Because Health Care is a Right, Not a Privilege
 
Single Payer Universal Health Insurance
Everyone has the right to a standard of living adequate for the health and well-being
of [oneself] and [one’s] family, including food, clothing, housing, and medical care
.”
Universal Declaration of Human Rights, Article 25
David Himmelstein, MD,
co-founder
Physicians for a
National Health Program
  • Incremental health care reforms in the United States have been ineffective and have yielded a steady increase in the number of Americans without health insurance. In addition to the 45.8 million Americans without insurance, millions more are underinsured. Virtually all other industrialized nations insure their entire populations.
  • Our lack of universal health insurance is costly – both financially ($6,830 annually per capita) and socially (18,000 unnecessary deaths each year due to uninsurance). In an August 2005 survey, nearly three in ten adults reported a time in the last year when they did not have enough money to pay for health care, and 62% of those respondents had insurance. National health care expenditures are expected to reach $2.077 trillion in 2006. Despite higher spending than any other nation (overall, per capita, and as a percentage of GDP), the U.S. is ranked 37th in health system performance among the 191 Member States of the World Health Organization.
Please visit the links below for more information:

  • Universal Health Care and Homelessness – a policy statement by the National Health Care for the Homeless Council
  • No Insurance Card – a unique tool developed by the National Council for everyday advocacy
  • Physicians for a National Health Program (PNHP) – Co-founded by Drs.
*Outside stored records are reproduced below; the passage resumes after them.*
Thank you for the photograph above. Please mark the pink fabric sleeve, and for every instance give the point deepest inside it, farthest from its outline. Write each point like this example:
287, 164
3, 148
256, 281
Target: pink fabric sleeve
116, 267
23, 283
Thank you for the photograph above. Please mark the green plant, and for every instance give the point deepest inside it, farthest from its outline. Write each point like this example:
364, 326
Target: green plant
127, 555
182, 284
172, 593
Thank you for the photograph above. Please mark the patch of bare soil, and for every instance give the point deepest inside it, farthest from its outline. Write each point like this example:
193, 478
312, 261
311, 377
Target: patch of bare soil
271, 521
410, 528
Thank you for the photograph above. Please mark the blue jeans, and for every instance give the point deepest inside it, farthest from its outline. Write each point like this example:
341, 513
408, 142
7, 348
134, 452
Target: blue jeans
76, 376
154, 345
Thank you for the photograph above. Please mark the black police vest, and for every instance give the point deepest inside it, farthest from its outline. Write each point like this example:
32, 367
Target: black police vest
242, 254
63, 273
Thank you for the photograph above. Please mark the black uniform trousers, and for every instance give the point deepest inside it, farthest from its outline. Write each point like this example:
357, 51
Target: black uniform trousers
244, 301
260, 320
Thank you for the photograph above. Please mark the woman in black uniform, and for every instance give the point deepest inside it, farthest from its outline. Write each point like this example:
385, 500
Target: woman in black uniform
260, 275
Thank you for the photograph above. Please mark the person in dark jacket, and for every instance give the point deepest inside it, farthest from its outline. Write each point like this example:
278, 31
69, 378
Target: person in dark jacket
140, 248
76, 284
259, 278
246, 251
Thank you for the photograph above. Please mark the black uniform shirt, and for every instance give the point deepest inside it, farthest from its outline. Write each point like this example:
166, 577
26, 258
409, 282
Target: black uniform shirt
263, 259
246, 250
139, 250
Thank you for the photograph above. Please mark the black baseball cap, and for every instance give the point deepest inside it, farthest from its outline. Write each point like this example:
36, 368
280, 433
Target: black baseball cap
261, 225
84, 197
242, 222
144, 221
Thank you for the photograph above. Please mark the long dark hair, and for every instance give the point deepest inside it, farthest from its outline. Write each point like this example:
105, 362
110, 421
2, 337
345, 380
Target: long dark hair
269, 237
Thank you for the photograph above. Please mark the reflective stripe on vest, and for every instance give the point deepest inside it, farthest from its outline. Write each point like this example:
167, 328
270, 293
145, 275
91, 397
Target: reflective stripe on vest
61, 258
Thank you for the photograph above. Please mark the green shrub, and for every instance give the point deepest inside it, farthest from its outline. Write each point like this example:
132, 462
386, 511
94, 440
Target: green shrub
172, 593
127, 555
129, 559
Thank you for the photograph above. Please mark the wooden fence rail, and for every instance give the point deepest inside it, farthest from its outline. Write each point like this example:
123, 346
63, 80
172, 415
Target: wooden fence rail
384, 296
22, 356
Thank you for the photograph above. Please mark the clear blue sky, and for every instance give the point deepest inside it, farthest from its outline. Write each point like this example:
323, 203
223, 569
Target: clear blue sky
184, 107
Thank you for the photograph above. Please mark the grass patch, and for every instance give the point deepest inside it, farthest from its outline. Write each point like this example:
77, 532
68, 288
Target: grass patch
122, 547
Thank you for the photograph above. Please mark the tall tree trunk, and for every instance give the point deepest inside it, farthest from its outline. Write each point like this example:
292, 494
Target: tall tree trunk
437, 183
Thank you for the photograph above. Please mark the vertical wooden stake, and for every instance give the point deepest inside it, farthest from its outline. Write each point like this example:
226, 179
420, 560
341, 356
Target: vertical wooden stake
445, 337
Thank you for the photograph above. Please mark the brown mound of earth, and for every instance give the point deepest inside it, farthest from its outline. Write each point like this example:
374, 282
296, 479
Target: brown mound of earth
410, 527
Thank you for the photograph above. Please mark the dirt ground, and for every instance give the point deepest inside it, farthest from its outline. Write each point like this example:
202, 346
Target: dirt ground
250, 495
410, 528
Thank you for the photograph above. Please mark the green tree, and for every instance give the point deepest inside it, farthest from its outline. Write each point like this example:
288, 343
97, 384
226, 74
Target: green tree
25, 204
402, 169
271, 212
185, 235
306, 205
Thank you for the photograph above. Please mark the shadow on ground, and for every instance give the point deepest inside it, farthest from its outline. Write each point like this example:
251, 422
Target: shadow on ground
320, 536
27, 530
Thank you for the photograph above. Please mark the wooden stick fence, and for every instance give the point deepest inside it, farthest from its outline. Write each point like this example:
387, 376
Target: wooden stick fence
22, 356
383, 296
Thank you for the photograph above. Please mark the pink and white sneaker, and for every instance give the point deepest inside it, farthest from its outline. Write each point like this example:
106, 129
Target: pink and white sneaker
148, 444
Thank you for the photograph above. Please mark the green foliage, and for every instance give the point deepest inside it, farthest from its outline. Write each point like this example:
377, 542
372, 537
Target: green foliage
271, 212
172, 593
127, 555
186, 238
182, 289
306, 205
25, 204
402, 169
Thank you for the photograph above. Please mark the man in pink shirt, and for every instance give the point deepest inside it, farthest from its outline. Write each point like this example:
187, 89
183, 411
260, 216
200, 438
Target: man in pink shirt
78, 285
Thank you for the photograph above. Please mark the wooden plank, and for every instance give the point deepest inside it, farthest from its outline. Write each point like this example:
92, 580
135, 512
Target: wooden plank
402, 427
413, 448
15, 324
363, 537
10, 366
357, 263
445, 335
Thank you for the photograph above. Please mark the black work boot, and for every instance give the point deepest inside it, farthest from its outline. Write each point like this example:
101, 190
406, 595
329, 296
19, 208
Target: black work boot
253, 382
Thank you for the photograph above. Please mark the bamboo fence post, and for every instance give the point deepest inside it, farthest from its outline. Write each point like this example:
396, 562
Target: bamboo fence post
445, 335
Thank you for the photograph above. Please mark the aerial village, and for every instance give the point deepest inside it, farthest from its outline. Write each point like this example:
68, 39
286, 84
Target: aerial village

David Himmelstein (pictured above) and Steffie Woolhandler, PNHP is a single issue organization of more than 10,000 members working toward the implementation of single payer national health insurance.
  • Healthcare NOW! This grassroots campaign in support of H.R. 676 promotes public hearings nationwide and offers action steps of all shapes and sizes to achieve single payer universal health insurance.
  • Grahamazon – This simple, concise, and clever animation of a twenty-something medical student demystifies “single payer” in a mere three minutes.
  • Universal Health Care Action Network – Ohio-based advocacy organization that supports state and local efforts for universal coverage, in hopes that they might foster “laboratories of democracy” and inspire similar action at the Federal level.
  • American Medical Student Association
    a student-governed national organization committed to transforming idealism into meaningful public service, innovation, and institutional change.
  • Thomas – The U.S. Library of Congress provides an easily searchable legislative database – find more information on House Resolutions 676, 1200, 2133, and 3000.
  • Single payer health insurance is a system by which the health care expenditures of an entire population are paid for through one source – the Federal government or a subcontracting entity – using tax revenue from individuals and employers.
  • Distinctly different from socialized medicine, whereby the government owns and operates health care facilities, a “single payer system” is simply a financing mechanism. The government collects and allocates money for health care but has little to no involvement in the actual delivery of services. Care is provided privately at hospitals and clinics but paid for publicly.
  • Individuals are allowed to choose their providers, and physicians are either compensated on a fee-for-service basis or paid salaries by hospitals that receive an annual global budget or by nonprofit health maintenance organizations.
  • All medically necessary services are covered by the insurance, including primary care and prevention, prescription drugs, long term care, mental health, substance abuse treatment, dental services, and vision care.
  • Services are delivered based on need rather than on ability to pay. Coverage is uninterrupted and equal for everyone, thus ending the dependency of health care access upon employment status.
  • Single payer health insurance would save money by vastly reducing administration and paperwork and by giving the Federal government bargaining power to procure medications in bulk. Even more significant than the savings that a single payer system achieves are the universal coverage and comprehensive benefits it provides, thereby realizing the right of every person to quality health care.
  • Single payer health insurance has proven itself to be successful in Canada, Australia, Denmark, Finland, Iceland, Sweden, and Taiwan, and the model exists here in the United States as well in the Medicare program – which holds administrative overhead to 3%.
  • The expansion of Medicare, as proposed in House Resolution 676, is the smoothest road toward universal coverage and the only way to achieve sustainable,
    cost-effective coverage for every American.
Only when everyone has the same high-quality
health care will everyone’s health care be
affordable, accessible, and adequate.